The morning sunrise promised a beautiful day. The weatherman warned of an approaching front that would bring cool weather. We have been extremely fortunate — November and the temperature was still in the 60’s. We all knew that the summer weather couldn’t last, even though we were hoping it would. I asked my husband if he wanted to go to the Botanic Gardens, and I wasn’t at all surprised when he suggested I go by myself.

Since the Gardens is close to Lake Michigan, I knew the temperature might be cooler. I wore my hooded sweatshirt from Hawaii, topped with a yellow fleece vest. The vest had zipper pockets. I could travel without a purse, and still have room to safely carry my cell phone and wallet. Have camera, will travel! I was off.

Even though it was a beautiful day, the Garden wasn’t crowded. I parked closer, realizing that my knees might be problems on my return. The garden was already preparing for colder temperatures. The table in front that highlighted flowers was gone, but the front was ablaze with colorful purple mums. The entry arch’s were highlighted by yellow mums. The fountain in the lake was already off. I wondered about the waterfall. I was surprised by the roar of water. Looking for the source, I saw water bubbling up in the lagoon. Asking various garden workers, I learned they were emptying the fountains so the pipes wouldn’t freeze.

Although there weren’t as many blooming plants, I still found enough to catch my interest. Maybe I was paying more attention. At the camper, we had a plant with very interesting leaves. I bought it after the tornado, but if it had a name, I hadn’t written it down were I could find it. When we returned in October, the plant was covered with lovely daisies. At the garden that day, I learned the plant was Montauk Daisy, aster family, from Japan. One mystery solved.

Fall flowers were in bloom, Christmas lights were up and in some cases on. The leaves sported fall colors. I had plenty of opportunities to take pictures. The waterfall was still cascading down the hill. I stopped for awhile to enjoy the sound.

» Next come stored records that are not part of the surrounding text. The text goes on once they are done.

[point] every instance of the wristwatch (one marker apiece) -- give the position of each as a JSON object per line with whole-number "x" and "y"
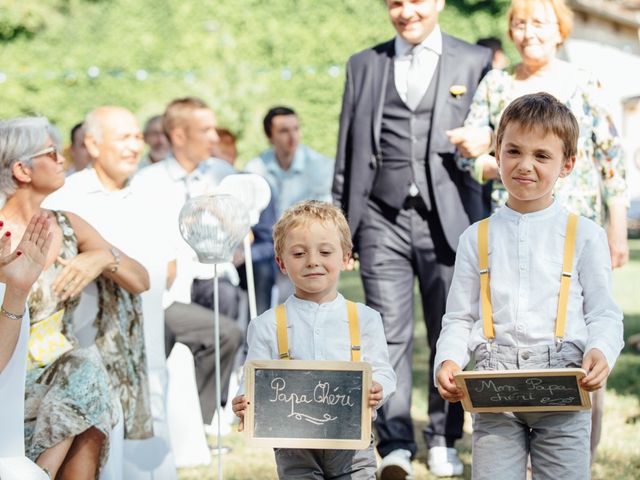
{"x": 116, "y": 258}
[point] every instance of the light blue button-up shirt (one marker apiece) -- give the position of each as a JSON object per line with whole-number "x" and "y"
{"x": 525, "y": 265}
{"x": 320, "y": 331}
{"x": 308, "y": 178}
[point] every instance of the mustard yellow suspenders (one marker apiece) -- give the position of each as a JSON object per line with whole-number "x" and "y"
{"x": 281, "y": 329}
{"x": 485, "y": 292}
{"x": 565, "y": 280}
{"x": 354, "y": 331}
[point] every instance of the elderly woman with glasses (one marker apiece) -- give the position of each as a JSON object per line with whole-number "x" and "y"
{"x": 70, "y": 403}
{"x": 597, "y": 187}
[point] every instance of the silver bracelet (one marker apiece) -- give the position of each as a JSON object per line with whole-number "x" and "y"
{"x": 10, "y": 315}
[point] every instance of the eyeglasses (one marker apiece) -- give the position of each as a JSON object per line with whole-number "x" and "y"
{"x": 51, "y": 152}
{"x": 534, "y": 25}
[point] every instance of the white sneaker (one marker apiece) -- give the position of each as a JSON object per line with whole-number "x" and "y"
{"x": 396, "y": 466}
{"x": 444, "y": 462}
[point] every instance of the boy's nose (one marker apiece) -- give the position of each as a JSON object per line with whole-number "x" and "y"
{"x": 312, "y": 259}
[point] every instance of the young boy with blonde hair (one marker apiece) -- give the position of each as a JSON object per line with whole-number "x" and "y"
{"x": 312, "y": 243}
{"x": 516, "y": 321}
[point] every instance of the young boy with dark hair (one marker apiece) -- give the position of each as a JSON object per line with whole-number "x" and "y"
{"x": 516, "y": 317}
{"x": 312, "y": 242}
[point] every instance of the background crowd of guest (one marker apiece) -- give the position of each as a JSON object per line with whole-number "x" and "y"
{"x": 113, "y": 181}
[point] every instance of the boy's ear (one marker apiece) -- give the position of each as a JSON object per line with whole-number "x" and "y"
{"x": 567, "y": 166}
{"x": 345, "y": 260}
{"x": 281, "y": 265}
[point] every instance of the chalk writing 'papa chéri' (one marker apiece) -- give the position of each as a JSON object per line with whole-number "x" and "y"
{"x": 322, "y": 394}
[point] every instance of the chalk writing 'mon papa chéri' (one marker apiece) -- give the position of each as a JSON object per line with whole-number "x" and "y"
{"x": 533, "y": 385}
{"x": 322, "y": 394}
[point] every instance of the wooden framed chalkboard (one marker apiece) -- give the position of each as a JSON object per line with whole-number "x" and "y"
{"x": 545, "y": 390}
{"x": 308, "y": 404}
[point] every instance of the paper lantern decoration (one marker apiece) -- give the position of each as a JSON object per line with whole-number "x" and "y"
{"x": 214, "y": 226}
{"x": 251, "y": 189}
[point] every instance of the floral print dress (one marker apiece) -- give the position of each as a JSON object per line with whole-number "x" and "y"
{"x": 598, "y": 178}
{"x": 73, "y": 393}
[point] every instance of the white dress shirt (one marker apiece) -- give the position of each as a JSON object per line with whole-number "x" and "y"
{"x": 177, "y": 186}
{"x": 320, "y": 331}
{"x": 12, "y": 378}
{"x": 428, "y": 53}
{"x": 525, "y": 266}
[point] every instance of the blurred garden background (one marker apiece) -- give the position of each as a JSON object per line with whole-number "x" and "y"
{"x": 61, "y": 58}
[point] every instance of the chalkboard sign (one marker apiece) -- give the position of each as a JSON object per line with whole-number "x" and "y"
{"x": 546, "y": 390}
{"x": 308, "y": 404}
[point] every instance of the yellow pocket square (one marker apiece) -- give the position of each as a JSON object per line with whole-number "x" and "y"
{"x": 46, "y": 341}
{"x": 457, "y": 90}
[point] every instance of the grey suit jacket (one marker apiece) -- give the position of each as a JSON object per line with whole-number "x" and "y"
{"x": 457, "y": 196}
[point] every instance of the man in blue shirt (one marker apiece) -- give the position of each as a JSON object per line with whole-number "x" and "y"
{"x": 295, "y": 172}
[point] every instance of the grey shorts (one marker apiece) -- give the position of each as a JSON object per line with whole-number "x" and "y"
{"x": 319, "y": 464}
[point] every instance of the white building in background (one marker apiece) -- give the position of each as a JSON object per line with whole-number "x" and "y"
{"x": 606, "y": 41}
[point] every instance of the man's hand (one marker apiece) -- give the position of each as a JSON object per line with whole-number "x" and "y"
{"x": 446, "y": 385}
{"x": 375, "y": 394}
{"x": 595, "y": 363}
{"x": 239, "y": 405}
{"x": 471, "y": 141}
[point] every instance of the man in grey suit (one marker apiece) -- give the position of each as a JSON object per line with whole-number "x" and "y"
{"x": 407, "y": 203}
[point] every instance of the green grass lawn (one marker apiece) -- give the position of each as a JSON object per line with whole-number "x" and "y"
{"x": 619, "y": 452}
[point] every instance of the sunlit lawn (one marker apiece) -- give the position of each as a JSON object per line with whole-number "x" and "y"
{"x": 619, "y": 453}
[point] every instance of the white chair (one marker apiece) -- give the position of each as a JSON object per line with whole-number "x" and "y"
{"x": 188, "y": 440}
{"x": 20, "y": 468}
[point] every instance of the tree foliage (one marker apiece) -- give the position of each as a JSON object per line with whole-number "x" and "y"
{"x": 62, "y": 58}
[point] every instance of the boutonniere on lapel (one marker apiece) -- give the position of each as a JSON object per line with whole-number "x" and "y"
{"x": 457, "y": 90}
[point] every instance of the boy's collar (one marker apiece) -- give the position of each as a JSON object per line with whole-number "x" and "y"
{"x": 538, "y": 215}
{"x": 309, "y": 305}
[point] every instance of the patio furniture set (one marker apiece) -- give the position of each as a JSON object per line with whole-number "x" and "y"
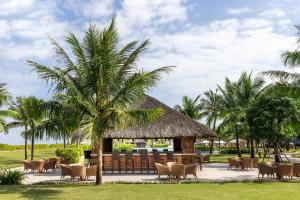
{"x": 280, "y": 170}
{"x": 242, "y": 163}
{"x": 43, "y": 165}
{"x": 176, "y": 170}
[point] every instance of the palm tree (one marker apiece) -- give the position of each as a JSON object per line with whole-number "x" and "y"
{"x": 4, "y": 98}
{"x": 236, "y": 99}
{"x": 210, "y": 109}
{"x": 190, "y": 107}
{"x": 288, "y": 82}
{"x": 21, "y": 117}
{"x": 103, "y": 81}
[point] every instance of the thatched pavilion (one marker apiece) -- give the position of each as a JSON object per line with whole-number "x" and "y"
{"x": 172, "y": 125}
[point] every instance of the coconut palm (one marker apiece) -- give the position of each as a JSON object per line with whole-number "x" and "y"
{"x": 190, "y": 107}
{"x": 210, "y": 109}
{"x": 103, "y": 80}
{"x": 21, "y": 118}
{"x": 236, "y": 99}
{"x": 4, "y": 98}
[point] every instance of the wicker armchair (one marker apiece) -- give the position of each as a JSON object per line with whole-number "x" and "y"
{"x": 37, "y": 165}
{"x": 91, "y": 171}
{"x": 265, "y": 170}
{"x": 285, "y": 170}
{"x": 177, "y": 170}
{"x": 206, "y": 158}
{"x": 162, "y": 170}
{"x": 296, "y": 169}
{"x": 233, "y": 163}
{"x": 50, "y": 165}
{"x": 78, "y": 171}
{"x": 27, "y": 165}
{"x": 65, "y": 171}
{"x": 246, "y": 163}
{"x": 191, "y": 169}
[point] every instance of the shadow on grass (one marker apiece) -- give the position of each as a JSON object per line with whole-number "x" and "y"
{"x": 30, "y": 192}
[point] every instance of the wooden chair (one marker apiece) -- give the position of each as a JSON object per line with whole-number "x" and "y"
{"x": 91, "y": 171}
{"x": 246, "y": 163}
{"x": 177, "y": 171}
{"x": 296, "y": 169}
{"x": 129, "y": 159}
{"x": 265, "y": 170}
{"x": 233, "y": 163}
{"x": 27, "y": 166}
{"x": 162, "y": 170}
{"x": 65, "y": 171}
{"x": 285, "y": 170}
{"x": 50, "y": 165}
{"x": 191, "y": 169}
{"x": 78, "y": 171}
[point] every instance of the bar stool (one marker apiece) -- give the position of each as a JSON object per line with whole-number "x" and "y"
{"x": 144, "y": 158}
{"x": 156, "y": 159}
{"x": 128, "y": 159}
{"x": 170, "y": 156}
{"x": 116, "y": 157}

I have to admit that I stopped more often than normal. My knees, although not screaming, were making their presence known. I’ll also admit, that I didn’t let them dictate my path — I walked my normal route — and the carillon bells were still ringing on the hour — although they were still on daylight saving time.

Crossing the bridge, I stopped to watch and photo a female mallard whose head was tucked under a wing as her feet continued to paddle. A tall gentleman was across the bridge standing near the waters edge with his camera focused. I wondered what he had found of interest. He showed me his photos and asked if he could take my picture. I now have two photos on my computer. The gentleman was from China, in our country 14 years. Chicago reminds him of home, it has the same four seasons.

I finally admitted I was hungry and headed for the cafe. They had a quinoa salad that I had been tempted to try. I bought a salad and picked up a plastic fork and a napkin, before heading outside. I found a table near the roaring water, put the salad, napkin and fork down before sitting down myself. THE NAPKIN AND FORK WERE GONE! WHERE? Not on the floor, not on a chair — not visible anywhere. I checked my pockets — empty. It wasn’t windy or even breezy — ?? I went back into the cafe to get another fork. I really don’t care for plastic utensils. There was a long line by the plastic utensils. I noticed they had metal silverware at another station. I’m STILL PERPLEXED! Where did they go? I was alone, wasn’t I?